On Tue, Jun 3, 2014 at 7:49 PM, Jed Rothwell <[email protected]> wrote:
> James Bowery <[email protected]> wrote:
>
>> Whenever you see some idiot standing on a bully pulpit in media,
>> government and/or academia and saying "Who could have foreseen?"  You can
>> bet someone did foresee it and not just because a broken clock is right
>> twice a day.
>
>
> Yes, indeed.
>
> The Three Mile Island disaster was foretold, as I wrote earlier. The
> engineer who did field inspections reported that the same events had
> happened in other plants of this design, and that if it happened under full
> load the results might be disastrous.
>
> That is one example.
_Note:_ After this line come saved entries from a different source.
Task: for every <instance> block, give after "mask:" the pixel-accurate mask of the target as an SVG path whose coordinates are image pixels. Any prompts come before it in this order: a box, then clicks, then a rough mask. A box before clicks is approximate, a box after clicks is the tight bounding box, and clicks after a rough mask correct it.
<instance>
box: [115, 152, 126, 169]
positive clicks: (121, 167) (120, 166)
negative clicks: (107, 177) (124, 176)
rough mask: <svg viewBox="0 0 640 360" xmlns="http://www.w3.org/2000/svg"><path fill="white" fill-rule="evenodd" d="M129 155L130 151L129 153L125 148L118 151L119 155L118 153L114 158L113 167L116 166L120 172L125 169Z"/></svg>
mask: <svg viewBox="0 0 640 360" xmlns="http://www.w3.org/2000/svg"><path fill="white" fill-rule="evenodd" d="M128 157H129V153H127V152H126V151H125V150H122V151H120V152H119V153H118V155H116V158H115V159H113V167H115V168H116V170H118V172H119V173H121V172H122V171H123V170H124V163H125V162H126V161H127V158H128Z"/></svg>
There is a similar one that makes me feel sorry for
> regulators and field engineers. After Fukushima, someone found a report
> buried in the files saying: "There is historical evidence of high tsunamis
> in this area, so we should build up the sea wall in this reactor complex,
> and take other steps to avoid a catastrophe from a tsunami."
>
> In other words, Fukushima was a disaster foretold, just as Three Mile Island
> was. A reporter asked a Japanese official about this. The official responded
> with a bout of honesty that I suppose was induced by months of overwork and
> worry. He said something like: "You can always find a report predicting a
> disaster. Any disaster. We look at every scenario. We have experts in every
> field look into anything imaginable. The thing is, if you were to turn off a
> reactor until every possible scenario is covered, you would never turn it
> on." That was prophetic. Soon after that, they turned off nearly every
> Japanese nuke, and most are still off.
>
>
> Risk can never be fully eliminated. Ordinary members of the public have
> difficulty understanding this, but engineers know it. People get upset when
> airplanes crash or factories burn down. Sometimes they are justified in
> getting upset, such when a factory has a terrible safety record. Other
> times, people should simply accept that risk is inevitable despite our best
> efforts.

How do you view the decision to not build a higher sea wall?
Was it an acceptable cost vs risk tradeoff or a criminal mistake?